This is the third book I’ve read about conversion disorders this year, and the second that focuses specifically on the contagious hysteria that impacts a group of teenage girls. That fact aside, Howe’s book is an interesting blend of historical fact and fiction, combining the St. Joan’s story with interludes taking place during the real-life Salem Witch trials. The result is a bit uneven.
Surprisingly, it is Howe’s Salem-witch-trial era chapters that are far more compelling than what is happening with her present-day teenagers. Howe’s accounts of the Salem trials are researched, well-written, and feature historical people who actually lived through the period. The writing takes on the cadence of the time and makes for some riveting pages.

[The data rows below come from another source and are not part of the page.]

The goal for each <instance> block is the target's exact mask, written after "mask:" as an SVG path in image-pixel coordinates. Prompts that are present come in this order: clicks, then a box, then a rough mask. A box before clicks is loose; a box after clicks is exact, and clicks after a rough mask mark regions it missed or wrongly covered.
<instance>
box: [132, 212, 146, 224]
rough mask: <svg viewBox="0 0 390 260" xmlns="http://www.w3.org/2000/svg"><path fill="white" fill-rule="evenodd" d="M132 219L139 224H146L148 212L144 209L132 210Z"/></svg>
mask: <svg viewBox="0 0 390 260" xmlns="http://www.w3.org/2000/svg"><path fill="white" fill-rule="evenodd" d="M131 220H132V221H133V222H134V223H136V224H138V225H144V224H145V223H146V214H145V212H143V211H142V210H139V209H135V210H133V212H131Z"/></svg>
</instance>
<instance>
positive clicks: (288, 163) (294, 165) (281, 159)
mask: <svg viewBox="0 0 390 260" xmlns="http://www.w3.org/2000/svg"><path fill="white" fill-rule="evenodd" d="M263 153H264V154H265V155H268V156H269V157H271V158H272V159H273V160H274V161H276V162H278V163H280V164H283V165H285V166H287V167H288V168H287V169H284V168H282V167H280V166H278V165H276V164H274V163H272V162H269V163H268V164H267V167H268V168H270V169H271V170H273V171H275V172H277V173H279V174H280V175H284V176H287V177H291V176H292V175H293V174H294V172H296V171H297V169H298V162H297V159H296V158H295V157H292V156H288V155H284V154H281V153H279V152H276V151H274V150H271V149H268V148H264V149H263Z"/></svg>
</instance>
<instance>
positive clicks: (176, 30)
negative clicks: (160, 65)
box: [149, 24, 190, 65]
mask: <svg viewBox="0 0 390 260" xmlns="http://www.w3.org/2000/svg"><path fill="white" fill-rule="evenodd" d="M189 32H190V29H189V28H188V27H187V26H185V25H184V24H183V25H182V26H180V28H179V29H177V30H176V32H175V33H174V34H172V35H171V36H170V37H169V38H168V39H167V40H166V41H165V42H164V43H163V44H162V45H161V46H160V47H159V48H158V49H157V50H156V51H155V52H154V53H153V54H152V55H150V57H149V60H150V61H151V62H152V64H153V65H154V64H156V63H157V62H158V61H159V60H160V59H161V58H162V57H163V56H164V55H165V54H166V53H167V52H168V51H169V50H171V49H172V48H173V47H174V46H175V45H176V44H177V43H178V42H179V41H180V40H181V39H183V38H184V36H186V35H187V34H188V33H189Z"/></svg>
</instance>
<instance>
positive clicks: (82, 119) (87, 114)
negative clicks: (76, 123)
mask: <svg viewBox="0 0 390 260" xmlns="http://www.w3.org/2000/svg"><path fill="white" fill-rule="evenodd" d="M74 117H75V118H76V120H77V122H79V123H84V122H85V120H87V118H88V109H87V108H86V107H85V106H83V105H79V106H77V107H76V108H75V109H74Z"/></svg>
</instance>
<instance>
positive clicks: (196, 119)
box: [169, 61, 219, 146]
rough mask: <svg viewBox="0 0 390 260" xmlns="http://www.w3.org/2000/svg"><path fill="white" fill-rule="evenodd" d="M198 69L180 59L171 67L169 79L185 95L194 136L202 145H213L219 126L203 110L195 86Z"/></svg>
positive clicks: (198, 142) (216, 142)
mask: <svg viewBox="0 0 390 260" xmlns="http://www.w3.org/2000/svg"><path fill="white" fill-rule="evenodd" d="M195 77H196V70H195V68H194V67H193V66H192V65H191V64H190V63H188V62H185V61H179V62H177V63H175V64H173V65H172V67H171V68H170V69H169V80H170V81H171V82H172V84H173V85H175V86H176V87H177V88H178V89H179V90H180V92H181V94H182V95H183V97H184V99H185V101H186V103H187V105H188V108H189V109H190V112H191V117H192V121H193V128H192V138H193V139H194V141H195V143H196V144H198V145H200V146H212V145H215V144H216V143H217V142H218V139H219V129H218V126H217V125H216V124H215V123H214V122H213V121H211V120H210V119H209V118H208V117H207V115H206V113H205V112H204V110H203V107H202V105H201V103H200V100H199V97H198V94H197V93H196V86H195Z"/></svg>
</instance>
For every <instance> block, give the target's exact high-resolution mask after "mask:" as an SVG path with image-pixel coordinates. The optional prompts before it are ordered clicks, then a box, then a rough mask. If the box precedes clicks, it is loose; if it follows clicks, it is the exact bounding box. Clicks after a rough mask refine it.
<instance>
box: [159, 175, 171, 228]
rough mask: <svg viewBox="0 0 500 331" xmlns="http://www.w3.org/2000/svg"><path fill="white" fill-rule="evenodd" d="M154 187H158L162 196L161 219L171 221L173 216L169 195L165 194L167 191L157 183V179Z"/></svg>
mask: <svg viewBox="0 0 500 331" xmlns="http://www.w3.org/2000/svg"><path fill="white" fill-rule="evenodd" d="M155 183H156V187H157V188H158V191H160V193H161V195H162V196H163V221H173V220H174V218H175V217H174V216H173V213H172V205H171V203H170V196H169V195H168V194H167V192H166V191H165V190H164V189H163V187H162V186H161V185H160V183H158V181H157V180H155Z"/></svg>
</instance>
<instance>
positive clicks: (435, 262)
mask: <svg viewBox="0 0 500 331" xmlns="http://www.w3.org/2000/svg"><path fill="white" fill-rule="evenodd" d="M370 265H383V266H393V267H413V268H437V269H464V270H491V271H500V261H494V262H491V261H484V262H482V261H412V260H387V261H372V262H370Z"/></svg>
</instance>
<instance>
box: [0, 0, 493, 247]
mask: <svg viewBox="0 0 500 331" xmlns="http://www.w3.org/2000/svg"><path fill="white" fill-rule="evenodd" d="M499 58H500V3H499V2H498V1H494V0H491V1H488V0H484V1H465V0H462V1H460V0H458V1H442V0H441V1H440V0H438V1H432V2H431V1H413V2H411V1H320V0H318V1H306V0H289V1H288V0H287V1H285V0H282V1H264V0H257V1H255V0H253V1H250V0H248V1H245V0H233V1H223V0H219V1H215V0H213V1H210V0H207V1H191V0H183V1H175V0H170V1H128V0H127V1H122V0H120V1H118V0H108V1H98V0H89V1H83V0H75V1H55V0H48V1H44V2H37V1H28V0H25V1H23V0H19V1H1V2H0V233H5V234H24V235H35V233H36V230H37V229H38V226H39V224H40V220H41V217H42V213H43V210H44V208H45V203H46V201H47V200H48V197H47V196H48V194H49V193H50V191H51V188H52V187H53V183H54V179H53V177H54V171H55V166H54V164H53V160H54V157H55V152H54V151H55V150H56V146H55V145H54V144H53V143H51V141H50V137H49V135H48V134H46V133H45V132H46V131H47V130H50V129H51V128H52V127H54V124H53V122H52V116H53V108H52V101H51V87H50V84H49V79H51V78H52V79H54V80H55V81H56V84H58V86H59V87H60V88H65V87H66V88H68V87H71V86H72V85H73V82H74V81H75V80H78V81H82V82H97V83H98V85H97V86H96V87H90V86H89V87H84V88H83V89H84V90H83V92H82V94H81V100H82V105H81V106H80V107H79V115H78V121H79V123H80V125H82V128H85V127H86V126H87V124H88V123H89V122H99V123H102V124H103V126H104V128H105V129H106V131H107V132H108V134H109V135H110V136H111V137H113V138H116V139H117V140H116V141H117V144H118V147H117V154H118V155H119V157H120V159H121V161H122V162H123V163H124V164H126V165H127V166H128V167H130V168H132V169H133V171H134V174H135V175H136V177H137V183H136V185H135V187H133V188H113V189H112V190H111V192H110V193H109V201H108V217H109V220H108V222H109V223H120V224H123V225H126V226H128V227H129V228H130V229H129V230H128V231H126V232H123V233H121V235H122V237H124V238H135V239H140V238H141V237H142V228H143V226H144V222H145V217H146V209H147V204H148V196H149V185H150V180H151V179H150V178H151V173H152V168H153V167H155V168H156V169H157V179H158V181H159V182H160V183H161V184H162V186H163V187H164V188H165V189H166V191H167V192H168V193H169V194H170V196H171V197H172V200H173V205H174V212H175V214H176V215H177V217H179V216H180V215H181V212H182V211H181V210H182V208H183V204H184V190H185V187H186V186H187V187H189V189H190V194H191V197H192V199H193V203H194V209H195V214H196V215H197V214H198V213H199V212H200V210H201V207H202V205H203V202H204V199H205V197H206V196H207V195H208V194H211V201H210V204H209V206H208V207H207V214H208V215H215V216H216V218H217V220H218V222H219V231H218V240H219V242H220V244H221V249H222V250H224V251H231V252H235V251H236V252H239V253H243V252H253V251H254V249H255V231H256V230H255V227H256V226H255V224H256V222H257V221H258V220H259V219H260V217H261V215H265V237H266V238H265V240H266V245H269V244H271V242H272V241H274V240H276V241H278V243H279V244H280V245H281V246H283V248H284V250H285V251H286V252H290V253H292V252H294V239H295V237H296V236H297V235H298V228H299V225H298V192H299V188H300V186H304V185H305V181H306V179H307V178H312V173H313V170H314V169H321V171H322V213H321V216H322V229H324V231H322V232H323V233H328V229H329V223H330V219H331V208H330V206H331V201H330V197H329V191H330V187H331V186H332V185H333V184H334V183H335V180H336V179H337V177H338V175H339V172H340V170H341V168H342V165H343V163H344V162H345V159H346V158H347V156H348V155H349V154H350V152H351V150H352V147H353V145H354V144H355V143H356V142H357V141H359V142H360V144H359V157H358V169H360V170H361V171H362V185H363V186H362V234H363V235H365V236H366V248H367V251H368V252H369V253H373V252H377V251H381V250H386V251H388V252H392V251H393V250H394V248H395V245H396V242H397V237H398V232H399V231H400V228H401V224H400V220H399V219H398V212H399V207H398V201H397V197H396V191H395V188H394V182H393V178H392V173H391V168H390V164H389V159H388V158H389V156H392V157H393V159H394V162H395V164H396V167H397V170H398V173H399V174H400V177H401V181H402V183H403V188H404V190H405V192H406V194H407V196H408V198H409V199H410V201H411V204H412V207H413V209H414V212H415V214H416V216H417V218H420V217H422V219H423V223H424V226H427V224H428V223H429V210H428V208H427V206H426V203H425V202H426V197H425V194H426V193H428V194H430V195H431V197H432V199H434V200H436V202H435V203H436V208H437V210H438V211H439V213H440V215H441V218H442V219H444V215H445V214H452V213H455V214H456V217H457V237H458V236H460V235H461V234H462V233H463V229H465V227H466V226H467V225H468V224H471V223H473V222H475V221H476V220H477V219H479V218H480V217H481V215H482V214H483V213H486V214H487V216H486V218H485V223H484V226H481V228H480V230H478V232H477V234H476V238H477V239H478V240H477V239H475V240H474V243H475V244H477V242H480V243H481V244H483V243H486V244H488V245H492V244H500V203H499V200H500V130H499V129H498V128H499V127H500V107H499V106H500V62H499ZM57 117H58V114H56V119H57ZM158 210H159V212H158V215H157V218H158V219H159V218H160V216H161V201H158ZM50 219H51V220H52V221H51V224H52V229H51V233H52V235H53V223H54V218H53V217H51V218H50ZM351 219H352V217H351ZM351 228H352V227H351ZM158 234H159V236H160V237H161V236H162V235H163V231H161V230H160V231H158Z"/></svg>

In contrast, the present-day narrative falls flat. Not only are the characters underdeveloped and often-times a bit stereotypical, they’re also completely uninteresting, even when displaying the signs of the conversion disorder. The result is a feeling of unintentional lopsidedness, which makes for a disappointing read at times.
Even so, it’s an interesting, thoughtful look at how mass hysteria works and how people think about and treat teenage girls (yesterday, today, tomorrow, probably). There’s appeal here for adults especially, but it is marketed for teens (and there’s a movie deal pending). It might pair well with Megan Abbott’s sharp The Fever, for those interested in exploring the themes more.
Conversion by Katherine Howe. Putnam Juvenile: 2014. Library copy.